AeneasDido.
When Aeneas arrived at Carthage in Libya, he was greeted by Queen Dido, who held a sumptuous banquet to honor the Trojans. Aeneas told her the story of the fall of Troy, his ensuing travels, and his prophesied destiny. During the banquet, Cupid—disguised by Venus as Aeneas’s son Ascanius—was fondled by Dido, who was thus stricken with love for Aeneas.
Dido’s sister, Anna, encouraged the match, urging Dido to end her mourning for her murdered husband, Sychaeus, and ally with Aeneas against her enemies. Venus and Juno, each for her own reason, then arranged to bring Aeneas and Dido together. During a royal hunt, a storm arose and the couple took shelter in a cave, there consummating their union.

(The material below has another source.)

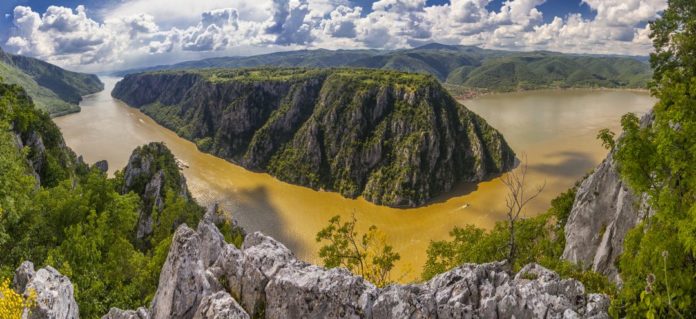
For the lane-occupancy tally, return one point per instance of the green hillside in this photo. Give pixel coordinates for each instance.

While Aeneas tarried in Carthage, Jupiter sent Mercury, his messenger, to remind Aeneas of his destiny and urge him on to Italy. Dido tried in vain to prevent Aeneas’s departure; as his fleet sailed away she threw herself on a funeral pyre, cursing Aeneas and his descendants.
Perhaps the best-known part of the Aeneid, the liaison between Aeneas and Dido is an especially popular subject in music, drama, and literature. In the visual arts the most frequendy depicted scenes are the welcoming banquet, the royal hunt and the storm, and Dido’s suicide.